ADR-003: ClickHouse for Analytical Data Storage
Date: 2024-01-08
Status: Accepted
Context
Neuroscience datasets in SynDB contain billions of rows – neurons, synapses, connectivity matrices, and physiological measurements – that are queried with columnar scans, aggregations, and large joins. PostgreSQL handles the OLTP metadata workload well (users, datasets, permissions) but performs poorly on analytical queries at this scale due to its row-oriented storage engine.
A single-database approach would force a choice between metadata flexibility and analytical performance. Scientific data is append-only and immutable once ingested, which relaxes consistency requirements for the analytical store.
Decision
Adopt a dual-database strategy:
- PostgreSQL (via SeaORM) for metadata, user accounts, permissions, and all OLTP operations.

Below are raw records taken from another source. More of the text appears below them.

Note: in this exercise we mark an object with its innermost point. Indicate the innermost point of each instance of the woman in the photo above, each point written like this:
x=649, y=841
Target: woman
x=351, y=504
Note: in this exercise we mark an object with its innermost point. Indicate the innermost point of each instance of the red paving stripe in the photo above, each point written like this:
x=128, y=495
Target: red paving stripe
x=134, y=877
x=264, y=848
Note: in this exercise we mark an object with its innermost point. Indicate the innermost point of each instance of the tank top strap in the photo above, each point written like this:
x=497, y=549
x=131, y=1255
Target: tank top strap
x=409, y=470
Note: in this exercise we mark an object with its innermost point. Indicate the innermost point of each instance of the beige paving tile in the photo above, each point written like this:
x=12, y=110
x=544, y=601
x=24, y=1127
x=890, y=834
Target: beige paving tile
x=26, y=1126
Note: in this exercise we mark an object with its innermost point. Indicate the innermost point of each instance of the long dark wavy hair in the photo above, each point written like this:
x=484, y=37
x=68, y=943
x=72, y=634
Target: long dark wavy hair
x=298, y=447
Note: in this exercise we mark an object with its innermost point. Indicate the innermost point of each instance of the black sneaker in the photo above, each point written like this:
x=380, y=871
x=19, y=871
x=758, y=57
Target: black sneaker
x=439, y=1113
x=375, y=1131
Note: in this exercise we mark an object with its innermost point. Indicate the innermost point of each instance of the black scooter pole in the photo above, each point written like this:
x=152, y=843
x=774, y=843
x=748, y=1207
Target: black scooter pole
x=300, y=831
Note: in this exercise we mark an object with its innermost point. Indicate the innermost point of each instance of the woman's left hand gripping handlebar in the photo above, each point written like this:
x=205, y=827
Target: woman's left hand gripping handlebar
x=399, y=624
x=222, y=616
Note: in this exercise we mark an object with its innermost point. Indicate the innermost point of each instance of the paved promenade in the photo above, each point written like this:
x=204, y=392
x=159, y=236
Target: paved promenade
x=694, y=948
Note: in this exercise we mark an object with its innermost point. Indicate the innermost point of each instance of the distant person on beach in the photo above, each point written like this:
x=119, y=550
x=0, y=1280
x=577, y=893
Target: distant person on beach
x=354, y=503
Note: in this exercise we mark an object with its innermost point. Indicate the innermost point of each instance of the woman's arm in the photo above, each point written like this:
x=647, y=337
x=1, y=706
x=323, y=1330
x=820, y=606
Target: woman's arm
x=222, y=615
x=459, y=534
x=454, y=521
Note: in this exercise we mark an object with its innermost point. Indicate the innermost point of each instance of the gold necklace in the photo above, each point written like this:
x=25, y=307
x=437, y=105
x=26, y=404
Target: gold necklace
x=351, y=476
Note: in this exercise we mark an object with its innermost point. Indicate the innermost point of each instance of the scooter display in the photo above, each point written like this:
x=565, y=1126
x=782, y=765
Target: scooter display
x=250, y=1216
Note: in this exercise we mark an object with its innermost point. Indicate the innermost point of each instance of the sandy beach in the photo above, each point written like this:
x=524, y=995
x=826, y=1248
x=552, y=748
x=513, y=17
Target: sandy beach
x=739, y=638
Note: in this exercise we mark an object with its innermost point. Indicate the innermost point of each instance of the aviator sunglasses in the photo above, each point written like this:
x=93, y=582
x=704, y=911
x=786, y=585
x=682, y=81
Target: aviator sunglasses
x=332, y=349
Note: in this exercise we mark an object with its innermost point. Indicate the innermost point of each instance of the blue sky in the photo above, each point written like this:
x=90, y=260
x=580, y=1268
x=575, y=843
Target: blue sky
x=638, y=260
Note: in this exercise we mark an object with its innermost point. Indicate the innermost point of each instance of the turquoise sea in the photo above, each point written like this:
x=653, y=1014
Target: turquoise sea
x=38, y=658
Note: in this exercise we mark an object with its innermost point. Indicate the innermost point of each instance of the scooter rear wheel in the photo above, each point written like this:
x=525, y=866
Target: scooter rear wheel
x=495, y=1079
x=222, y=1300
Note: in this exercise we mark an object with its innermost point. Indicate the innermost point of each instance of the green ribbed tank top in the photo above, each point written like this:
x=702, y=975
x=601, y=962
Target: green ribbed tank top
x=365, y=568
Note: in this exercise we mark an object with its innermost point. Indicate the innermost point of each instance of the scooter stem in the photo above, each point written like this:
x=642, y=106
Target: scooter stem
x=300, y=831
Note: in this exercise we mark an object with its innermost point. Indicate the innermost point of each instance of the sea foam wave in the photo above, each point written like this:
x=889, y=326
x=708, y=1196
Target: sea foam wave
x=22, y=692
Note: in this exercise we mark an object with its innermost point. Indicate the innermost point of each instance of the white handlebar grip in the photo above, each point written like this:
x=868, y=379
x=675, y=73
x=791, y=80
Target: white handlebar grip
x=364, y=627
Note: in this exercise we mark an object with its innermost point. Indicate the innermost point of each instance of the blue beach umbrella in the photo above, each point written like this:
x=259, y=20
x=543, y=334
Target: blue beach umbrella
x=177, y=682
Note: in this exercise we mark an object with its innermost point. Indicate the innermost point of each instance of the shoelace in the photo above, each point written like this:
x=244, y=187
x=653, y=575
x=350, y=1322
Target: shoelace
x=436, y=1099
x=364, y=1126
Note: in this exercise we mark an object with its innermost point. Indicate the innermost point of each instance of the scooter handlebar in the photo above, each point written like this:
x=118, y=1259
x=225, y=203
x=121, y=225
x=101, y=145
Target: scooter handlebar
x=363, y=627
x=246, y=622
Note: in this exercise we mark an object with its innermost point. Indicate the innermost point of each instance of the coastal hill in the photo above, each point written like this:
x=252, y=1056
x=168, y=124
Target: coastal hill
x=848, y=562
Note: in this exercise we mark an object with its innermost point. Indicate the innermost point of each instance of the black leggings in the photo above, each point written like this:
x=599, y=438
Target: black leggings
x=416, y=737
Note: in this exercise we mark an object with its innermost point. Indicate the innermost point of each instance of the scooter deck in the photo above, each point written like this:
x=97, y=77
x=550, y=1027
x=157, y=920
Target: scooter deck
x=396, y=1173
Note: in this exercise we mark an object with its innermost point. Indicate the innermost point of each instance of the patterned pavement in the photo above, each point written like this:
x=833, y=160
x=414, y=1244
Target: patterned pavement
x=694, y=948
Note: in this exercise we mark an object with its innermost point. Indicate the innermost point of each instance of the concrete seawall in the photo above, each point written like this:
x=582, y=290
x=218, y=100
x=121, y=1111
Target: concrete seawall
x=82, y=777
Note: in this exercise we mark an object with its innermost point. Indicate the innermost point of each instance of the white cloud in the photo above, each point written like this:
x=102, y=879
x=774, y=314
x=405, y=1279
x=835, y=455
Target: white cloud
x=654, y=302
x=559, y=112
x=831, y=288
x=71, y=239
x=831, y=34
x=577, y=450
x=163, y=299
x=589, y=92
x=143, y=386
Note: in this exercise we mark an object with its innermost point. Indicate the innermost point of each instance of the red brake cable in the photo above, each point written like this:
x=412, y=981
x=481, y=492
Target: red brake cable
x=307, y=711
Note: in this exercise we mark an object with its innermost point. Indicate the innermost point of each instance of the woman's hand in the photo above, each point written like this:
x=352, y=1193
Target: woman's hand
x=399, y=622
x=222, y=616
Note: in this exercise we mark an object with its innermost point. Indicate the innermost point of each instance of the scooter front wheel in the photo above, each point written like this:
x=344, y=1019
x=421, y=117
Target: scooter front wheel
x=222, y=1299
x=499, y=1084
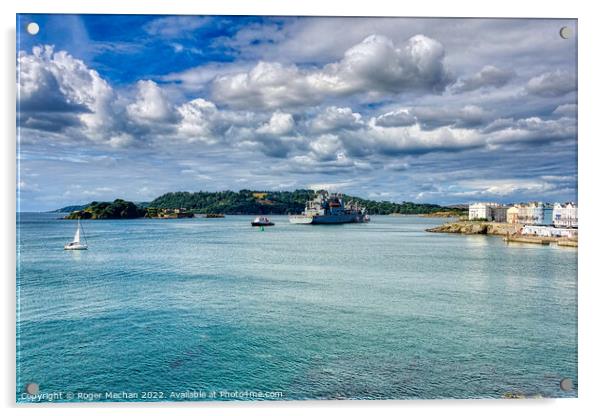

- ClickHouse for analytical neuroscience data, partitioned by
dataset_idusing the MergeTree engine family.
The API service connects to both databases. Metadata queries hit PostgreSQL; data queries are translated to ClickHouse SQL and executed via the native ClickHouse HTTP or TCP client.
Consequences
Positive:
- Orders-of-magnitude faster columnar scans and aggregations compared to PostgreSQL at billion-row scale.
- ClickHouse’s compression (LZ4/ZSTD) dramatically reduces storage for repetitive scientific data.
- Partitioning by
dataset_idenables efficient data lifecycle management (drop partition on dataset deletion). - Eventual consistency is acceptable because scientific data is immutable after ingestion.
Negative:
- Increased operational complexity: two database systems to provision, monitor, back up, and upgrade.
- No cross-database transactions; the application must handle consistency at the orchestration layer.
- ClickHouse’s mutation and update semantics differ from PostgreSQL, requiring developer awareness.